Wymundham slumped in a chair at the high table and put his head in his hands, sobbing loudly. Bene’t was deserted, so Bartholomew went behind
the serving screen, and found a jug of wine and some cups. He filled one and took it back to Wymundham, urging him to drink. Eventually, the man’s weeping subsided, and he rubbed away his tears with a hand stained with his friend’s blood. Bartholomew saw a basin filled with water on one of the windowsills, dipped a napkin in it, and gave it to the scholar so that he could clean his face. At Bartholomew’s silent kindness, Wymundham began to weep afresh. The physician sat with him, waiting for him to compose himself.

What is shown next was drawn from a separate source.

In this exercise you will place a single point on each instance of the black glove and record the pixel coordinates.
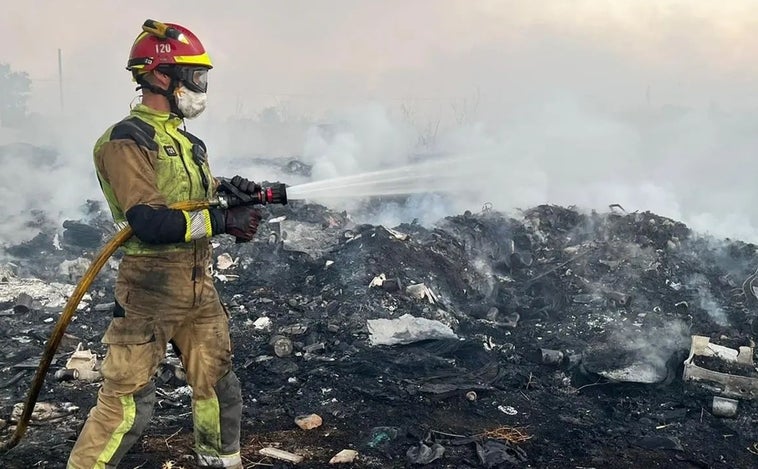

Wymundham was not an attractive man. His narrow face had a rather vulpine look about it, and his small eyes were bright and beady. His mannerisms were fussy and effeminate, and under his scholar’s tabard he wore hose of soft blue wool, so that his legs reminded Bartholomew of those of an elderly nun.
‘I am sorry,’ said Wymundham, wiping his nose on the napkin. ‘It was the shock.’
‘It is all right,’ said Bartholomew gently. ‘Is there anyone I can fetch to be with you? One of the other Fellows, perhaps?’
Wymundham shook his head. ‘That will not be necessary, thank you. I am perfectly recovered now. As I said, it was the shock of seeing poor Raysoun die that distressed me. We were good friends. We were the first Fellows to be admitted to the College last year, you see.’
‘If it is any consolation, I do not think he felt much,’ said Bartholomew. ‘In fact, it is likely that he did not even know what had happened to him.’
‘Oh, he knew,’ said Wymundham with sudden bitterness. ‘He told me. Just before he died.’
‘Told you what?’ asked Bartholomew, confused. ‘That he knew he had fallen?’
‘That someone had killed him,’ said Wymundham harshly. ‘That is what shocked me, even more than seeing him lying there in all that blood.’
‘You mean he told you that someone had murdered him?’ asked Bartholomew, bewildered. ‘But Master Lynton said he fell–’
‘Someone stabbed him with one of those builders’ spikes, and then shoved him off the scaffolding,’ interrupted Wymundham, pursing his lips and regarding Bartholomew with bird-like eyes. ‘That is what he told me as he died.’